Kristen, Park County's grants administrator, gave commissioners a high-level overview of active projects, applications under review, and grant-administration processes at the June 8 workshop. She said the county has roughly $8.6 million of hazard-mitigation grant applications and other federal/state applications under review, with funding decisions delayed for some programs.
Kristen listed current projects that are either funded or under construction, including an MDT-funded West Boulder bridge replacement (scheduled to close June 10 for an estimated three-month construction period), a fully funded HVAC project at the local museum under an EECBG grant, an MDT-funded Rock Creek bridge replacement (roughly $600,000), and other MDT bridge funding for Shields Valley-area projects. She said the West Boulder closure and notifications to landowners and agencies are in progress.
She also summarized larger applications under review, including hazard-mitigation and Building Resilient Infrastructure and Communities (BRIC)-type bridge applications (about $3 million) and approximately $8.6 million in hazard-mitigation grant applications. Kristen noted federal grant review and award timing remain uncertain.

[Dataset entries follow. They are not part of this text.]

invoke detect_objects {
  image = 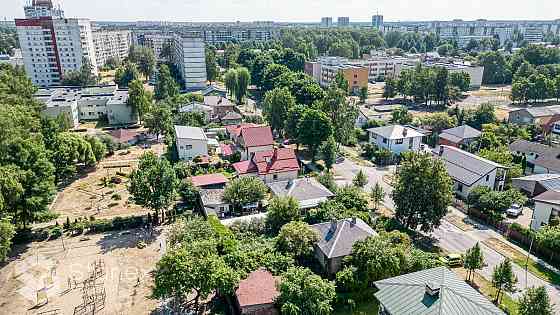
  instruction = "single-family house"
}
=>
[436,145,507,198]
[199,188,232,218]
[235,269,280,315]
[311,218,377,275]
[188,173,228,189]
[220,111,243,126]
[232,148,300,183]
[368,125,424,155]
[175,126,208,161]
[511,174,560,197]
[509,140,560,174]
[204,95,236,119]
[374,267,505,315]
[237,126,274,160]
[438,125,482,149]
[268,177,334,210]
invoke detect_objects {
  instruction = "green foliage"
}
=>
[263,88,296,131]
[223,176,268,210]
[392,153,453,232]
[278,267,336,315]
[519,287,554,315]
[128,152,178,213]
[492,258,517,303]
[266,197,300,233]
[276,221,319,259]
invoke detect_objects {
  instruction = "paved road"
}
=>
[334,159,560,314]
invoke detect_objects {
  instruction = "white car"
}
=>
[506,203,523,218]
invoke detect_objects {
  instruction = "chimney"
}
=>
[426,281,441,298]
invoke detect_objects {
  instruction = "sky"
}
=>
[0,0,560,22]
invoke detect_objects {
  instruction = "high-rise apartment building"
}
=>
[371,14,384,32]
[337,16,350,27]
[23,0,64,19]
[93,31,132,67]
[173,34,206,90]
[321,16,332,27]
[16,0,97,86]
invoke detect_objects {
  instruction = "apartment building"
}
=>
[336,16,350,27]
[93,30,132,67]
[173,34,206,91]
[321,16,332,27]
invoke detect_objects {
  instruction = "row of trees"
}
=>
[383,64,470,105]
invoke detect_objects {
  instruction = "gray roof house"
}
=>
[436,145,507,198]
[311,218,377,274]
[268,178,334,210]
[509,140,560,174]
[375,267,505,315]
[439,125,482,147]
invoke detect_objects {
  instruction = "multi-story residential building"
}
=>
[321,16,332,27]
[336,16,350,27]
[23,0,64,19]
[371,14,384,32]
[93,30,132,67]
[173,34,206,90]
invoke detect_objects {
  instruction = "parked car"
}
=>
[506,203,523,218]
[439,254,463,267]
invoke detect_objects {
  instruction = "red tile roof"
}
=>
[232,148,299,175]
[235,269,280,307]
[241,126,274,148]
[220,143,235,156]
[190,173,228,187]
[226,123,259,137]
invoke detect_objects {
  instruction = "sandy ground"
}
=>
[0,230,161,314]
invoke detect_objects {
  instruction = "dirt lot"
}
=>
[0,230,161,314]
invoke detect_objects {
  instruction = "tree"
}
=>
[128,152,179,222]
[144,105,174,141]
[360,86,369,104]
[224,176,267,210]
[115,62,140,88]
[370,183,385,210]
[206,46,219,83]
[519,287,554,315]
[263,88,296,135]
[352,170,368,188]
[463,242,484,281]
[127,80,152,121]
[154,64,179,100]
[0,218,16,262]
[276,221,319,259]
[321,136,338,170]
[392,153,453,232]
[266,197,300,232]
[235,67,251,104]
[224,69,239,97]
[298,109,333,160]
[278,267,336,315]
[492,258,517,303]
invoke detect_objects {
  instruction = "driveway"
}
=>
[334,159,560,314]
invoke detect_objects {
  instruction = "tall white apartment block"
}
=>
[173,34,206,90]
[93,31,132,67]
[23,0,64,19]
[16,17,97,86]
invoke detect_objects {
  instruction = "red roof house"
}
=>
[235,269,280,315]
[232,148,299,183]
[190,173,228,189]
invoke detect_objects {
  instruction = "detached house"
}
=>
[368,125,424,155]
[232,148,299,183]
[311,218,377,275]
[437,145,507,198]
[237,126,274,160]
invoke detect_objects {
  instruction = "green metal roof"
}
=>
[375,267,505,315]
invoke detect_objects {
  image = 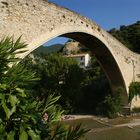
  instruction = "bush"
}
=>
[0,38,87,140]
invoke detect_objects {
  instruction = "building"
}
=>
[65,53,91,69]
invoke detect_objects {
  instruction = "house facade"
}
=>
[65,53,91,69]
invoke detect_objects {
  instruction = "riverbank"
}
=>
[63,115,140,140]
[62,115,140,127]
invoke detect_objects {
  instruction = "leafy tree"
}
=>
[129,82,140,103]
[109,21,140,53]
[0,38,87,140]
[25,54,85,112]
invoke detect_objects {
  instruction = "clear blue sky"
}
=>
[45,0,140,43]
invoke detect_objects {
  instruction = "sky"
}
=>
[45,0,140,44]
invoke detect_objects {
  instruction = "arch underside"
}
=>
[61,32,128,105]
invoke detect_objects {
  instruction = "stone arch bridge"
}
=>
[0,0,140,107]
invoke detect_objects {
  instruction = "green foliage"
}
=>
[97,88,122,118]
[132,107,140,113]
[129,82,140,103]
[0,38,87,140]
[109,21,140,53]
[25,54,85,112]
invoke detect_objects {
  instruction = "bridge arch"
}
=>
[0,0,140,107]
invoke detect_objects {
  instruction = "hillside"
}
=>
[109,21,140,53]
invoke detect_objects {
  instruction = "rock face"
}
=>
[0,0,140,106]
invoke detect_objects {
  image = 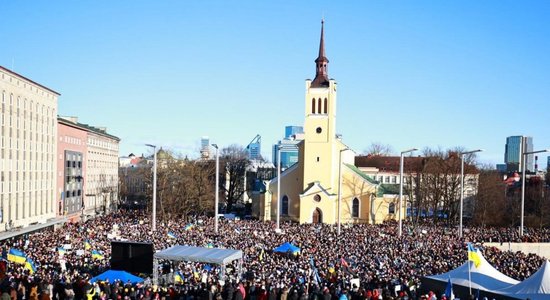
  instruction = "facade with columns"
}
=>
[0,67,59,231]
[253,25,406,224]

On administration, Kristen described how admin fees typically are invoiced to grants and reimbursed to specific funds or departments depending on which staff performed reimbursable work. "So admin fees typically when Kristen bills them, they will go back to the grama," a county presenter said; staff clarified reimbursed admin fees are often transferred to the department that performed the work (for example, road funds for road-related work). Kristen said she records hours so the county can recover reimbursable staff time and that she expects about $80,000 in admin-fee reimbursements for the next fiscal year based on current applications and contracts.

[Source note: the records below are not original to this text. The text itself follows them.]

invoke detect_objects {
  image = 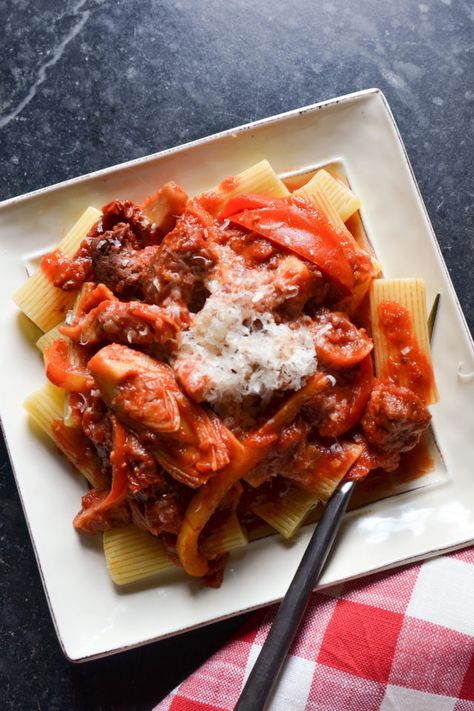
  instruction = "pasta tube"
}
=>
[370,279,439,404]
[103,514,248,585]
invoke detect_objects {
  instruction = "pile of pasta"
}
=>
[14,160,438,585]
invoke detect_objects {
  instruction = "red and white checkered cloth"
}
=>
[154,548,474,711]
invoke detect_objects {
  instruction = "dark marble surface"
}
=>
[0,0,474,711]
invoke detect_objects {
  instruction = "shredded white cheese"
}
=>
[173,284,317,404]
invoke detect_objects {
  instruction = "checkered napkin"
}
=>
[154,548,474,711]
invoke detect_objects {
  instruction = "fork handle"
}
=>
[234,481,355,711]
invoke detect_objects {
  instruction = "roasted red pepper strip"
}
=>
[43,339,94,393]
[217,193,278,220]
[176,373,328,577]
[232,197,354,291]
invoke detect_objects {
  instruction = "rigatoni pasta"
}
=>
[14,160,435,586]
[13,207,101,332]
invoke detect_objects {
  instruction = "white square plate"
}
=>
[0,89,474,661]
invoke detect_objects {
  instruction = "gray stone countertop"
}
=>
[0,0,474,711]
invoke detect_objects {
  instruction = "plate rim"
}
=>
[0,88,474,663]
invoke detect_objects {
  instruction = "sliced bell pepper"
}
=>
[217,193,286,220]
[231,198,354,291]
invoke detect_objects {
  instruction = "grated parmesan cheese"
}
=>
[173,281,317,404]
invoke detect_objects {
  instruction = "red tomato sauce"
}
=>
[41,240,91,291]
[52,419,104,486]
[377,301,433,400]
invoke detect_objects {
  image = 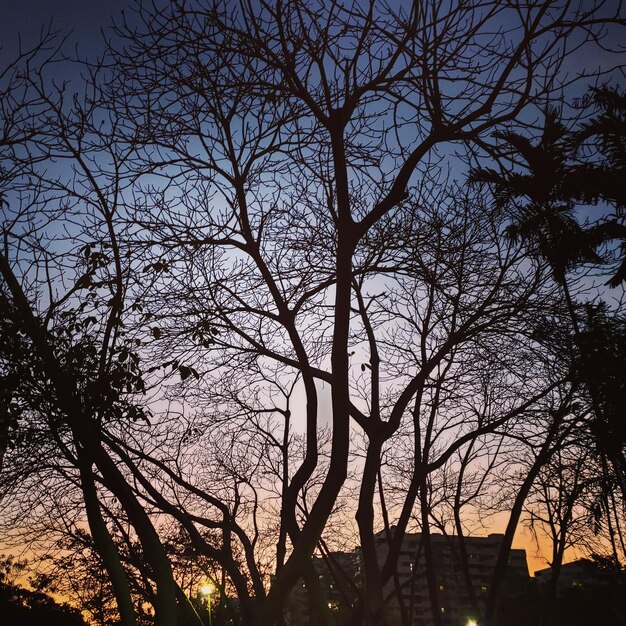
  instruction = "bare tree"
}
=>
[0,0,619,625]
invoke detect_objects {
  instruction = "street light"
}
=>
[200,583,215,626]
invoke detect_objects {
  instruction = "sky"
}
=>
[0,0,134,66]
[0,0,620,571]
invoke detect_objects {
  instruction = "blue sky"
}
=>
[0,0,134,66]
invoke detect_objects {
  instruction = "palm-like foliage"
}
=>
[470,89,626,286]
[471,89,626,540]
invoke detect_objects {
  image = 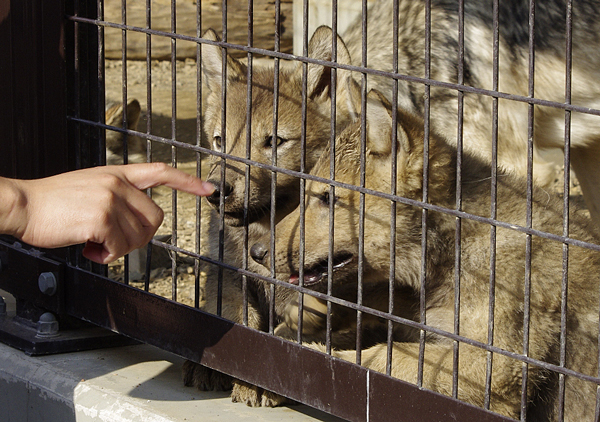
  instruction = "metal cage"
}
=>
[0,0,600,421]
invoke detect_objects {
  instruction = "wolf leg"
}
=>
[571,148,600,226]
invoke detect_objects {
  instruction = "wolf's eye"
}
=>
[213,135,221,149]
[319,191,337,206]
[265,135,287,148]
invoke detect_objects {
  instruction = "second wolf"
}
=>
[252,92,600,422]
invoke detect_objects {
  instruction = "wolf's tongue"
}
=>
[289,273,321,286]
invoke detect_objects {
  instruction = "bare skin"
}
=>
[0,163,214,264]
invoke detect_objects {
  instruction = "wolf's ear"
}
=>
[367,89,410,156]
[307,25,351,99]
[202,29,247,91]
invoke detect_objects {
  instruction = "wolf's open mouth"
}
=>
[289,253,354,286]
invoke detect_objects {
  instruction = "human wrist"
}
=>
[0,177,27,238]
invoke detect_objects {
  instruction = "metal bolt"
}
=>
[35,312,59,338]
[38,272,57,296]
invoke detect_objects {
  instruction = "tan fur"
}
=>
[183,28,356,406]
[252,92,600,422]
[105,98,146,165]
[342,0,600,224]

Kristen said she has proposed moving her position from 0.6 to 0.9 FTE in FY25-26; that change is on the June 17 agenda and was presented as a budgeted decision with net savings to the county because of grant-reimbursed time and reduced outside contract needs. She also noted the county has implemented a central grants process and a two-year-old resolution requiring departments to route grant activity through her office to reduce audit findings and ensure compliance.